C’était l’époque où Charles Pasqua était Ministre de l’Intérieur, l’époque d’Apostrophe, des débuts du Sida et des manifestations contre la réforme des universités. La droite réactionnaire se lâchait pour justifier la sévérité des répressions et caricaturait le gauchisme des étudiants qui demandaient le Retrait du projet de la loi Devaquet. Louis Pauwels fanfaronnait sur « la jeunesse atteinte d’un sida mental » dans son édito du Figaro Magazine, « Le Monôme des zombies». Malik Oussekine avait 22 ans, il sortait d’un club du quartier latin. Dans la nuit du 5 au 6 décembre 1986,  il a été battu à mort dans un hall d’immeuble par des CRS envoyés contre les manifestants. Sa mort est devenue un symbole, symbole arrogant du pouvoir qui a couvert la bavure policière et justifié la violence en réponse à la contestation sociale. Symbole surtout d’un crime raciste.

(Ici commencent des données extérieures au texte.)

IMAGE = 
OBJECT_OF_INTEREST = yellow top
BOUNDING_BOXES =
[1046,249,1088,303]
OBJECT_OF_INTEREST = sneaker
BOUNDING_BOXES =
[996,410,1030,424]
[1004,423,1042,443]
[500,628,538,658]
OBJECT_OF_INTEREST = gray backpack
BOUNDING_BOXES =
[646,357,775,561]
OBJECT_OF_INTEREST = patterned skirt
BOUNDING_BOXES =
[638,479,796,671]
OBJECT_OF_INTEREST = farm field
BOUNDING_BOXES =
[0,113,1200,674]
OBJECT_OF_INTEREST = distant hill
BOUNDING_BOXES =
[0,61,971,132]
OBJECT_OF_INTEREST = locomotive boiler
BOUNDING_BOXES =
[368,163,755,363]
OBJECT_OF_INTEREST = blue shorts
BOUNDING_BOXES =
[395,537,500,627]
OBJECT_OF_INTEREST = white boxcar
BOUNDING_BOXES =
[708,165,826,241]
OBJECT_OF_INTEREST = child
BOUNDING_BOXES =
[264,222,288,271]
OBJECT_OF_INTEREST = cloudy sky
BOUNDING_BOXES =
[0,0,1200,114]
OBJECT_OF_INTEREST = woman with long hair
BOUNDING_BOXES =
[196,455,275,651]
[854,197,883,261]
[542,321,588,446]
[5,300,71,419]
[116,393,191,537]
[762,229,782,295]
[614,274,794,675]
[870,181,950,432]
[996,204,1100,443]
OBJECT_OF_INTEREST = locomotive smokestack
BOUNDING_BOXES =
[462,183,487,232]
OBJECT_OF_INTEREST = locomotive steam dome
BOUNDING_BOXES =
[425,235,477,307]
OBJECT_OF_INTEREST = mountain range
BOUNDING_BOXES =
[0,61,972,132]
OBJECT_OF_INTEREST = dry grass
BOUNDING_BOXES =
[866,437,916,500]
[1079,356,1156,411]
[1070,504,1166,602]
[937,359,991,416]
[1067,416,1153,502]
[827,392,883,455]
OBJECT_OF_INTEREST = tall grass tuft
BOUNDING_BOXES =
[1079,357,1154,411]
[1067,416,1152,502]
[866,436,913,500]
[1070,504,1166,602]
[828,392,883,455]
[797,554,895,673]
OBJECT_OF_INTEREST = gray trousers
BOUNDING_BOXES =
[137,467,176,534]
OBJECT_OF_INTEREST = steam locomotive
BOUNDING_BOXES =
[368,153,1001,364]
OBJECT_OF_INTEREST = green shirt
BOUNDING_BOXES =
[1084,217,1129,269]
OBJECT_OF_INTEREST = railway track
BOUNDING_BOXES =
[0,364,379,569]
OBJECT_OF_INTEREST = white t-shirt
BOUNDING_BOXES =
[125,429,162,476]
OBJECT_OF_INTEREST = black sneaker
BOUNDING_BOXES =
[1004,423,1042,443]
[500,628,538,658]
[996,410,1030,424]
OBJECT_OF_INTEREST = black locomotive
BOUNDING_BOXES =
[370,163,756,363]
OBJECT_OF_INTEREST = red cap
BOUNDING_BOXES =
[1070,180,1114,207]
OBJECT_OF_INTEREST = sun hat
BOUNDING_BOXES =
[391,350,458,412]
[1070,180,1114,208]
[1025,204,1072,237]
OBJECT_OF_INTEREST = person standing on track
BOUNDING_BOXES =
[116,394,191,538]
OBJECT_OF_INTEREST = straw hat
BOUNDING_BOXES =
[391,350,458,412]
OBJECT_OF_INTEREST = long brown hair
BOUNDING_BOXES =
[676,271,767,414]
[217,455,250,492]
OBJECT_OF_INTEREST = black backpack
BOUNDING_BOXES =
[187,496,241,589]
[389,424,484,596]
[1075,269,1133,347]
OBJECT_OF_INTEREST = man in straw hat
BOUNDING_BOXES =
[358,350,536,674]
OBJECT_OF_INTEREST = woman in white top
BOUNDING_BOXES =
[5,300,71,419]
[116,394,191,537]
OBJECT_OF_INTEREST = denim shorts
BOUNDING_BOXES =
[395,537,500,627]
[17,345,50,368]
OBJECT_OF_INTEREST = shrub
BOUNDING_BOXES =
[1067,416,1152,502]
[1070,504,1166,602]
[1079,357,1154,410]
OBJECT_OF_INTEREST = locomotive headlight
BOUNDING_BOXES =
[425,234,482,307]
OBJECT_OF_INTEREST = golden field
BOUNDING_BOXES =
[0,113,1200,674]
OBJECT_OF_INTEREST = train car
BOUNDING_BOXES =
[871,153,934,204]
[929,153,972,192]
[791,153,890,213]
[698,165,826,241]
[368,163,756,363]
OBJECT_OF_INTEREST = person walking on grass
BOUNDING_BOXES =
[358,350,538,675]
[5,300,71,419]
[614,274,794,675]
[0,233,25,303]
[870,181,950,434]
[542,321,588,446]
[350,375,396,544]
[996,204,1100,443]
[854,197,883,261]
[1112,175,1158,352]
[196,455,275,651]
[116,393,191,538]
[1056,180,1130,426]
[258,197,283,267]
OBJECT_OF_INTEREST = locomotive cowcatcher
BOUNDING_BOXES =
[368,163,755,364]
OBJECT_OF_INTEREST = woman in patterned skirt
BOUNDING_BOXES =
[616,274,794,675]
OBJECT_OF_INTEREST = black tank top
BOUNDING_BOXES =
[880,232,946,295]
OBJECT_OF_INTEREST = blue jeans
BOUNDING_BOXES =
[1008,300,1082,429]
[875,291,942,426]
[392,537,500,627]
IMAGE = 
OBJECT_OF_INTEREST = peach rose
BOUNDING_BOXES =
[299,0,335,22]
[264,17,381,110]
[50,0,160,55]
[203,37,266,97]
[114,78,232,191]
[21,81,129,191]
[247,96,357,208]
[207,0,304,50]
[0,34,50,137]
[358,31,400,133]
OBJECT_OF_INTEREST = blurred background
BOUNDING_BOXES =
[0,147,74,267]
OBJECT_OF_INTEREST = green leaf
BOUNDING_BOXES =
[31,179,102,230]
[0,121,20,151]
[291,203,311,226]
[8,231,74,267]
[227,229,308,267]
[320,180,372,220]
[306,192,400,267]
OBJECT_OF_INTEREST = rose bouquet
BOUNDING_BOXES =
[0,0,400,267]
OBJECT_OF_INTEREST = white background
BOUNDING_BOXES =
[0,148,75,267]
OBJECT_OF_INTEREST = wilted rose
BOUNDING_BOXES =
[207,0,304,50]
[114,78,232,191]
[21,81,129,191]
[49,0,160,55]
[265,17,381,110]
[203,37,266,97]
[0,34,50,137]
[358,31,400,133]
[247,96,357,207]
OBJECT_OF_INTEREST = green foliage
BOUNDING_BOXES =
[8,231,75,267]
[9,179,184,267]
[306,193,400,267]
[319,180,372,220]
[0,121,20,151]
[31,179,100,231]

Malik était français d’origine algérienne. Né à Meudon-La-Foret, il faisait des études, et envisageait une conversion au catholicisme, peut-être même de devenir prêtre. Mauvaise pioche pour la police qui lui chercha un passé de délinquant ou de dangereux activiste politique pour justifier et rendre l’injustice moins criante. Mais rien. Juste une santé fragile brandie en argument pour minimiser la sauvagerie des agresseurs.

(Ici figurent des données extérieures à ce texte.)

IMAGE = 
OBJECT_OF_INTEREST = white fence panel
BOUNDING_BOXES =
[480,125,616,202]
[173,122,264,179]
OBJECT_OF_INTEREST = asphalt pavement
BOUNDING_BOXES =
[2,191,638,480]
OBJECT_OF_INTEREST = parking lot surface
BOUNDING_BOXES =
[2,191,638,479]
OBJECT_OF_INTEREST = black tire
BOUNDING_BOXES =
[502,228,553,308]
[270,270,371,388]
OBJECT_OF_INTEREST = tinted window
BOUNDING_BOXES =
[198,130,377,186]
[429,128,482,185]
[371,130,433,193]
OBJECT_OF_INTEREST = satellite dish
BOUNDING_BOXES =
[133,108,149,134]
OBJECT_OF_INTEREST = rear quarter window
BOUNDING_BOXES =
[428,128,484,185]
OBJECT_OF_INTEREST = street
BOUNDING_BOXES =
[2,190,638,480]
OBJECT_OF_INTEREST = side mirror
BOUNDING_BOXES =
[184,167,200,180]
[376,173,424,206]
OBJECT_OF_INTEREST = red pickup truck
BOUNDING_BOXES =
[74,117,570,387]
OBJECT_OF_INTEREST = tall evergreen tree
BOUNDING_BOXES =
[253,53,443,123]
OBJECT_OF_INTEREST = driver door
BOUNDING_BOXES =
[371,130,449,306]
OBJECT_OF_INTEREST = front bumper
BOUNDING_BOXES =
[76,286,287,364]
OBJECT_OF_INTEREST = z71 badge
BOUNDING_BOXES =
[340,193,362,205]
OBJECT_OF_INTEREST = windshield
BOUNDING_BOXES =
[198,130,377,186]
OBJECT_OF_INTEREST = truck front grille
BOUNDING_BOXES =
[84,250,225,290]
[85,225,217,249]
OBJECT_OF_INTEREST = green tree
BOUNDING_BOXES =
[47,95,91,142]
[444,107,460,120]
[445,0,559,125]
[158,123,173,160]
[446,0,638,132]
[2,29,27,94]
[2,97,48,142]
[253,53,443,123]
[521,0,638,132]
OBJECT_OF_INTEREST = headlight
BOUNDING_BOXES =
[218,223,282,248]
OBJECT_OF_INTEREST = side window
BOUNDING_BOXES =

contrecoups1Malik est tombé cette nuit là sur des fous en uniforme, excités par leurs nouvelles matraques télescopiques, des cowboys juchés sur des motos, lors d’une mission spéciale du PVM, « Le Peloton de voltigeurs Motorisés », une escouade remise en place tout exprès pour mater les manifestations. « L’Affaire Malik Oussékine», relayée par les médias a eu pour conséquence, la dissolution des PVM, le retrait de la loi et la démission d’Alain Devaquet, la condamnation dérisoire avec sursis des deux principaux coupables.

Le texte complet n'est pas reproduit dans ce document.